Many people hate their inbox, but I love mine. I get hundreds of emails each day. At least a few times a week, I get a request for help from a stranger, and these give me a thrill. Doing a little favor for someone is a great way to kickstart my day. It gives me the energy to tackle the much bigger problems that are part of my routine.
When I was young, if you told me you had a problem, I’d be likely to counter with a problem of my own—rather than help you solve yours. That all changed on the morning of May 6, 1982, when someone told me there is no shortage of work, and when the money dries up, the work piles up. I had been unemployed for months, and he suggested that rather than look for jobs, I look for people with problems and try to figure out how to solve them.

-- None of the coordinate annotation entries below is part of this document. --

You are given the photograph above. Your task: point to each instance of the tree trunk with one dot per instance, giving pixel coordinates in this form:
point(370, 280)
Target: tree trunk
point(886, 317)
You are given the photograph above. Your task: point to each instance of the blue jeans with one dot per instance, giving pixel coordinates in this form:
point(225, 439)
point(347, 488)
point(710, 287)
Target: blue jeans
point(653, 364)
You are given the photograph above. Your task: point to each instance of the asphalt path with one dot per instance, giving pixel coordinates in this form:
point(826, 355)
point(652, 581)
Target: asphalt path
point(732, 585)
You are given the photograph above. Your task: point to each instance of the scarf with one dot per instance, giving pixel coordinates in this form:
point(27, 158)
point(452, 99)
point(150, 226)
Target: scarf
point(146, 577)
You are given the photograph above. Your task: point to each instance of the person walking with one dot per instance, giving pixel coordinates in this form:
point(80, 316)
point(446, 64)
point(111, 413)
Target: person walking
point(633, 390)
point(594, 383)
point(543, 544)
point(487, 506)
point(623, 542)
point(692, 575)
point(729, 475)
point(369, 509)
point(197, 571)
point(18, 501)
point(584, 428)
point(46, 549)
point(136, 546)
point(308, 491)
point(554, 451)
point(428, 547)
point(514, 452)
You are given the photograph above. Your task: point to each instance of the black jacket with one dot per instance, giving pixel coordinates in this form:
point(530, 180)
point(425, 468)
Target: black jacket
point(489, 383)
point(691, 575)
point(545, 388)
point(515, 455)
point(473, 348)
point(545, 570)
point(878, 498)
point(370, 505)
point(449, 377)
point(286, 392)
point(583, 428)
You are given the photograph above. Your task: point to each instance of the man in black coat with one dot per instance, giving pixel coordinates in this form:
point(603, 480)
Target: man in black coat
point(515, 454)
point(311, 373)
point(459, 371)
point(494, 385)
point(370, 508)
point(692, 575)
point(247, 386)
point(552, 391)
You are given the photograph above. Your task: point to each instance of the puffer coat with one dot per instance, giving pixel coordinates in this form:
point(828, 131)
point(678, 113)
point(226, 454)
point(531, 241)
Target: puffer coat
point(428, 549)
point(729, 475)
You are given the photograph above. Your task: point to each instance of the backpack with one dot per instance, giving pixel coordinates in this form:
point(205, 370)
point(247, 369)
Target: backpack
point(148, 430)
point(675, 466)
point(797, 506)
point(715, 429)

A few days later I began writing to everyone I knew (about 200 people in all) saying that I was looking for problems to solve. Almost immediately an investment bank asked me to read some computer code and write a user’s manual. Although the project lasted only about a month, it completely changed the direction of my life, and led to a career in finance.
Since that day in 1982 I have never had to look at a job ad to find a job. Instead, I go out of my way to find people with problems. I love small problems I can solve in a few minutes or hours, and occasionally problems come along that lead to jobs. I’ve been in my current position since 1995, but the history of how I got it began with a small favor I did for someone four years earlier.
Why this matters is dissected in Wharton professor Adam Grant’s best-selling book, Give and Take. In a recent interview he did with the Chronicle of Higher Education, Grant began by saying his email was his most fascinating read. The interview did not pursue that thread, so I wrote to him to ask for more details.